New capabilities in the unified security platform reduce false positives, enable scaling, and keep threat coverage current.
ManageEngine, the enterprise IT management division of Zoho Corporation, has unveiled a major enhancement to its SIEM solution, Log360. The platform’s reengineered detection system is designed to address one of the most pressing challenges in modern security operations centers (SOCs): alert fatigue.
“The biggest challenge for security teams today isn’t collecting data—it’s separating genuine signals from overwhelming noise. We’ve reengineered our detection system to deliver true efficiency and empower SOCs with flexible, granular rule-tuning capabilities.”
– Manikandan Thangaraj, Vice President, ManageEngine
A recent Google-commissioned Threat Intelligence Benchmark study revealed that over 60% of SOC teams are overwhelmed by irrelevant threat data, with more than half of cloud security alerts dismissed as noise. ManageEngine’s upgraded Log360 directly tackles this issue by filtering out low-value alerts, enabling faster triage, and reducing analyst burnout.
“For a 911 emergency communications center, security is the foundation of public trust—and any failure has immediate, real-world consequences. With Log360’s optimized detection rules and filtering techniques, we have reduced false or low-priority alerts by 90%, allowing our analysts to focus on the threats that matter most.”
– Corey Nelson, IT Manager, ECSO 911
The latest release introduces a centralized detection console, object-level rule filters, and more than 1,500 prebuilt detection rules mapped to the MITRE ATT&CK® framework and SIGMA. Delivered through the cloud, these rules are continuously updated to keep pace with emerging threats.
Beta testing by Emergency Communications of Southern Oregon (ECSO) 911, a critical U.S. emergency dispatch center, validated the system’s impact—achieving a 90% reduction in false alerts and accelerating detection-to-response times.

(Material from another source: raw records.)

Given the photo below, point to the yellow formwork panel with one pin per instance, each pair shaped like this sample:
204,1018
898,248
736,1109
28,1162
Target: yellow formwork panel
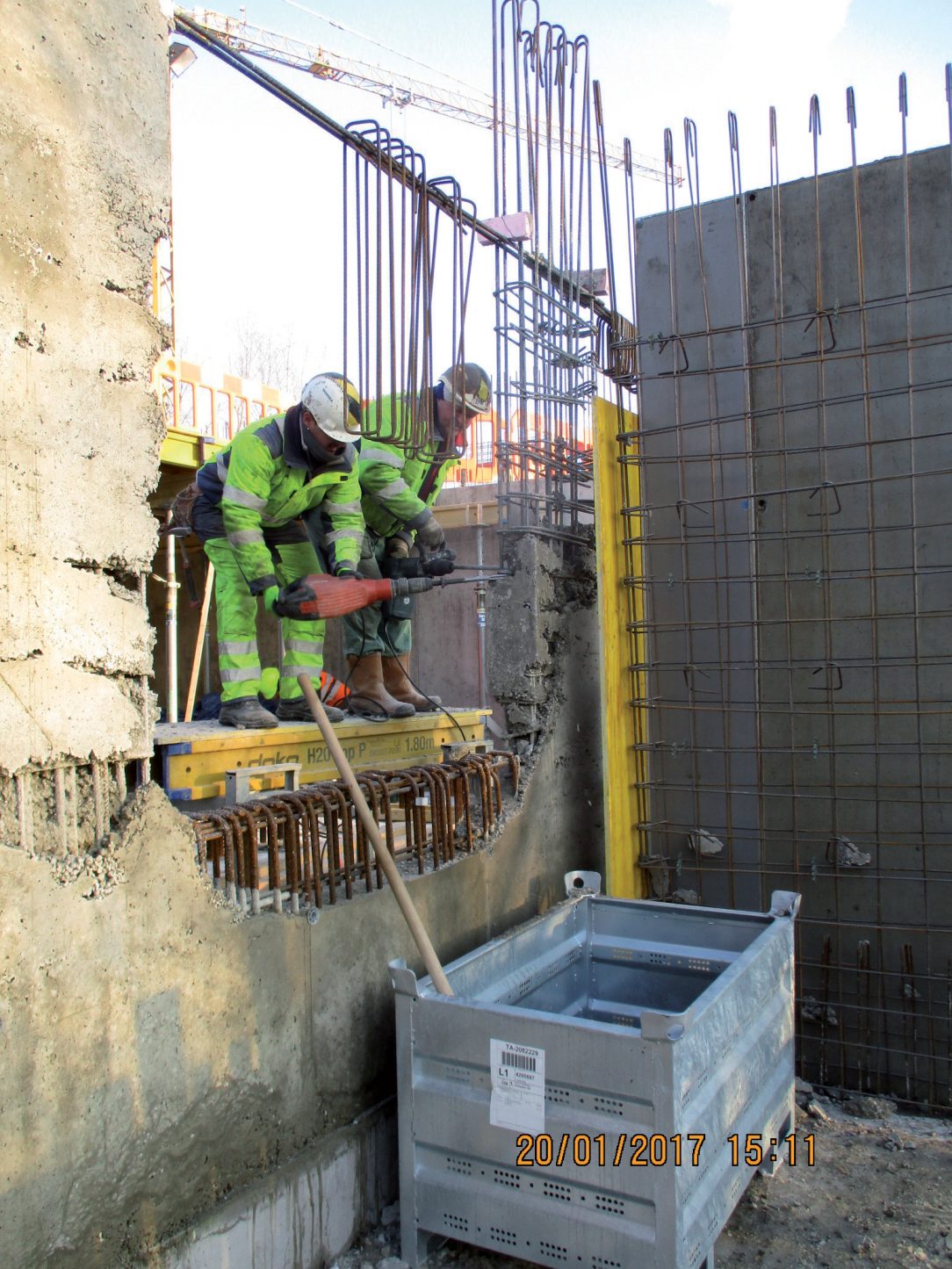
183,448
621,626
194,756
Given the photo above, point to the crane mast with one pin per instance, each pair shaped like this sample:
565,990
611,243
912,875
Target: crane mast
393,86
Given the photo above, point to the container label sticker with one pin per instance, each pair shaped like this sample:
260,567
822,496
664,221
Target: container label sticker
518,1077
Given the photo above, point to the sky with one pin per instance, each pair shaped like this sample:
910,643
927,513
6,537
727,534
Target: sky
256,191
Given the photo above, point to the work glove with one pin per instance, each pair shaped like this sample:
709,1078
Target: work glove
295,599
399,546
430,535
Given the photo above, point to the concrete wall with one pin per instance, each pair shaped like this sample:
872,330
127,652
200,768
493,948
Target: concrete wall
162,1057
160,1052
796,494
84,155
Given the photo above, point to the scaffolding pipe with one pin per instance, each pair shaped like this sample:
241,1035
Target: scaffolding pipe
171,616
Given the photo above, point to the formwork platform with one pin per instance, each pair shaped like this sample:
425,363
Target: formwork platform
191,759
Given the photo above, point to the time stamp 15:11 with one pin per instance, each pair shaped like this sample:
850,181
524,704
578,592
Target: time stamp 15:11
655,1150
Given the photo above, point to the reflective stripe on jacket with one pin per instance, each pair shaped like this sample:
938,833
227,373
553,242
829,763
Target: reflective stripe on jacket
391,481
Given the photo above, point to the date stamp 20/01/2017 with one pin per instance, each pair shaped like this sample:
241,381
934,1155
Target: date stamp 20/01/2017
655,1150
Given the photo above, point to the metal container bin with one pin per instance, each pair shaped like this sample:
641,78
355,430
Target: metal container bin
589,1092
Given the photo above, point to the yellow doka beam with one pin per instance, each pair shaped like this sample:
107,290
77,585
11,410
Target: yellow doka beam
194,756
621,626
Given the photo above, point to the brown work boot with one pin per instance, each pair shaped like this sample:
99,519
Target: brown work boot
396,681
368,697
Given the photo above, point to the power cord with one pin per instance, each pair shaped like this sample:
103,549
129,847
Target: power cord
436,706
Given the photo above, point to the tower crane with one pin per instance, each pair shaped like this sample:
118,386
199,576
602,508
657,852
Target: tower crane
393,86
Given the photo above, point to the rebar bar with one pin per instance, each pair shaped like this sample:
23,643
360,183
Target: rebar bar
787,537
310,840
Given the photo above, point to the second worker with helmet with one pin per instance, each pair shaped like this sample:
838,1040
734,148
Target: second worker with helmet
398,494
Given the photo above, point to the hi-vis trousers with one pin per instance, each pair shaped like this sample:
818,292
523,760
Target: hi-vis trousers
236,615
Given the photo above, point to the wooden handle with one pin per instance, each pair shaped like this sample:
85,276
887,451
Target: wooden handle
199,640
386,861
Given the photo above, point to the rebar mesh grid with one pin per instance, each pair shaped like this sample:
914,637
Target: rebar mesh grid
791,624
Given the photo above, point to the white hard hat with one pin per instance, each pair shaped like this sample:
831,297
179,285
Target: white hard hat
469,386
335,405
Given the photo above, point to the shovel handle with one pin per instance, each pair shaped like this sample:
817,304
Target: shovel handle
386,861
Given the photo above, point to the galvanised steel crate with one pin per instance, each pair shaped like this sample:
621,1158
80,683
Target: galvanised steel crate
590,1092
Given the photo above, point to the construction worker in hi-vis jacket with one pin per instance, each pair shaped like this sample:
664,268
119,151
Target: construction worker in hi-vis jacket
398,494
282,501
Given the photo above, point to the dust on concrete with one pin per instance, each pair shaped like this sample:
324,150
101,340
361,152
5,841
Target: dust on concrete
878,1193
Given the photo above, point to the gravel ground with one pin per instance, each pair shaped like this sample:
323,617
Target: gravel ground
878,1193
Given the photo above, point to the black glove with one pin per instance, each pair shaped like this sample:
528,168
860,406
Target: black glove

Key highlights of the upgrade include:
- Reengineered detection: A unified console consolidating MITRE ATT&CK rules, correlation logic, UEBA insights, and threat intel feeds, with interactive UI-driven rule creation and fine-grained filters.
- Cloud-delivered content: A library of 1,500+ curated rules covering use cases from privilege escalation to SaaS attacks, continuously updated via cloud delivery.
- Enterprise-grade scalability: Multi-tier architecture with role-specialized processing and centralized, multi-site log collection to support large, distributed enterprises.
With these enhancements, Log360 not only improves detection accuracy but also strengthens ManageEngine’s position as a unified security platform capable of scaling with enterprise demand.